- Associate Professor Tamasailau Suaalli-Sauni
- Naomi Fuamatu
- Dr Robert Webb
- Associate Professor Juan Tauri
When: Friday 29 July, 1-2pm
Where: OGGB Case Room 2 (260-057), University of Auckland
Independent research on Samoan and Māori rangatahi experiences youth justice policies in Aotearoa New Zealand is rare. For this reason, in 2016 criminologists from the University of Auckland, Associate Professor Tamasailau Suaalli-Sauni and Dr Robert Webb, along with Dr Juan Tauri (then with the University of Wollongong, now with the Public Policy Institute, University of Auckland) applied for and were successful in gaining a Marsden Grant to research this issue. The focus of the seminar is to report on the key findings from the research, with the session broken into two parts. In part I, Associate Professor Suaalii-Sauni and doctoral candidate Naomi Fuamatu will discuss fieldwork challenges and preliminary themes arising from the Samoan data, while in part II, Associate Professor Tauri and Dr Webb will discuss rangatahi Māori experiences of policing and court-related policies and interventions.
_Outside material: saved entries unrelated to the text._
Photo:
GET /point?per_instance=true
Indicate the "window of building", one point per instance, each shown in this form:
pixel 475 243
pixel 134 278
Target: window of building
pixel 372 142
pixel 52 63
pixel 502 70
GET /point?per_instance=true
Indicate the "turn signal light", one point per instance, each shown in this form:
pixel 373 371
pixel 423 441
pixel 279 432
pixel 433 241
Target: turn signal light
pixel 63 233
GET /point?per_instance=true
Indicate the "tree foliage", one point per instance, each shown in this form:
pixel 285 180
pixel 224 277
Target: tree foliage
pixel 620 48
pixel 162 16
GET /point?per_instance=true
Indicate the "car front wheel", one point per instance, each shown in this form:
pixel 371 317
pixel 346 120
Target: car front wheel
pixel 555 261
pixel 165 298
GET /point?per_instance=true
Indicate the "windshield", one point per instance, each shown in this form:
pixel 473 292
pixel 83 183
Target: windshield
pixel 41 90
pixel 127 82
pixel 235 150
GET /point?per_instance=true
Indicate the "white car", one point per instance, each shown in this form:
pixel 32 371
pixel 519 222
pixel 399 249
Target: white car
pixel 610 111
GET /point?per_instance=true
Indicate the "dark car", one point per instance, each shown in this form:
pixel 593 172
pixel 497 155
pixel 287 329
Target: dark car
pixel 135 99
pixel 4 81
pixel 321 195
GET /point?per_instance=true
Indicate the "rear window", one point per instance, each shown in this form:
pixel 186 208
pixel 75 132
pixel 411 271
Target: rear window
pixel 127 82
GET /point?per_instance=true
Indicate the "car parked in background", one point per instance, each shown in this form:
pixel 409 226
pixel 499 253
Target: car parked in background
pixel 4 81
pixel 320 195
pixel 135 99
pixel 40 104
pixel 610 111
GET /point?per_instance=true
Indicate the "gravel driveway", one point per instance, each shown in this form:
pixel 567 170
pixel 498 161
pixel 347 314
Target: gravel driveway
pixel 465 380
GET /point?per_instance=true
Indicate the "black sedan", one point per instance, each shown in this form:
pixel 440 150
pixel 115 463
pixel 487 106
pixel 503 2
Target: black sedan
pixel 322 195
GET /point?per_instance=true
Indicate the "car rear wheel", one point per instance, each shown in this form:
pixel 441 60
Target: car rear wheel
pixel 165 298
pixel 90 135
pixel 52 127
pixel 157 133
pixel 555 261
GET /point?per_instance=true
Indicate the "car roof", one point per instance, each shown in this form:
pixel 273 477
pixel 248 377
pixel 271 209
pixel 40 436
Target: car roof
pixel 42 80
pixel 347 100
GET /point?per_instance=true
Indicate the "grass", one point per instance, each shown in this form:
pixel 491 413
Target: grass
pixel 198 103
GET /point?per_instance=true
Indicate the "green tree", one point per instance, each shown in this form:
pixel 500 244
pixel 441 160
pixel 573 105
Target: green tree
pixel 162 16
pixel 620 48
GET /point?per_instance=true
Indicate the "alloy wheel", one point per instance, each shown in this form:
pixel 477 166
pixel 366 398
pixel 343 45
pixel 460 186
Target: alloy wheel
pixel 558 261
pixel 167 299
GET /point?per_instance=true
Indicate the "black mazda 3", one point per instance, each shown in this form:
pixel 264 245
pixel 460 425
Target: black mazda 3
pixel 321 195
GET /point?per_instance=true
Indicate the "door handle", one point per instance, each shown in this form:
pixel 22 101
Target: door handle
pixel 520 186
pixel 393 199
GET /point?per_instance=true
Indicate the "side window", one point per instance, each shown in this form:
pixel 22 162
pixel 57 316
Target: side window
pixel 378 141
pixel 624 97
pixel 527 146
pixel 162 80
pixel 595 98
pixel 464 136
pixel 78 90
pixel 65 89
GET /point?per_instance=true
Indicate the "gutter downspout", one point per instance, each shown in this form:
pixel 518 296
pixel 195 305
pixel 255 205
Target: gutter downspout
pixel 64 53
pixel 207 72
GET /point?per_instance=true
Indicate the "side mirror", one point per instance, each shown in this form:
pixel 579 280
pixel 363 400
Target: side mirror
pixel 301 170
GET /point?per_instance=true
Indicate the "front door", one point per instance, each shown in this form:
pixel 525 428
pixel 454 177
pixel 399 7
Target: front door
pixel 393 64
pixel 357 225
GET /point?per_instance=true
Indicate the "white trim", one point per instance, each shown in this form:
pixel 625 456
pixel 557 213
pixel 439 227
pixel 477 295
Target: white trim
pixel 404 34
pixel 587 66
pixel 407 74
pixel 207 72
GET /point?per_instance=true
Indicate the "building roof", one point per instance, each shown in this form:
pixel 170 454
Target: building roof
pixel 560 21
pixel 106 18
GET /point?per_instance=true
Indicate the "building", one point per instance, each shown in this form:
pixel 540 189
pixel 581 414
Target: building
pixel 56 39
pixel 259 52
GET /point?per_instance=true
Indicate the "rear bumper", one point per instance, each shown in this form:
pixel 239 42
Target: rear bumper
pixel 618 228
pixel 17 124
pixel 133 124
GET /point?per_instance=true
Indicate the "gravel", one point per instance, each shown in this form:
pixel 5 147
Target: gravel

Tamasailau Suaalli-Sauni is an Associate Professor in Criminology at the University of Auckland. Her research and teaching interests include Pacific indigenous jurisprudence and Pacific indigenous research methodologies.
Robert Webb (Ngāti Hine) is a Senior Lecturer in Criminology at the University of Auckland. His research and teaching interests include criminal justice policies and Māori, youth justice, Indigenous criminology, Māori and organ donation.
Naomi Fuamatu is a doctoral candidate with the University of Auckland’s criminology programme. Her research and professional interests include Pacific equity policy and practice, and Pacific youth and youth culture. Her doctoral thesis focuses on the interactions between youth justice systems and different models of family.
Juan Tauri (Ngāti Porou, Ngāti Tuwharetoa) is an Associate Professor in the Public Policy Institute at the University of Auckland. Juan’s research focuses on critical analysis of settler-colonial state responses to the inter-related wicked (policy) problems of Indigenous over-representation in criminal justice processes, and Indigenous critique of, and resistance to, state-centred crime control policies and interventions.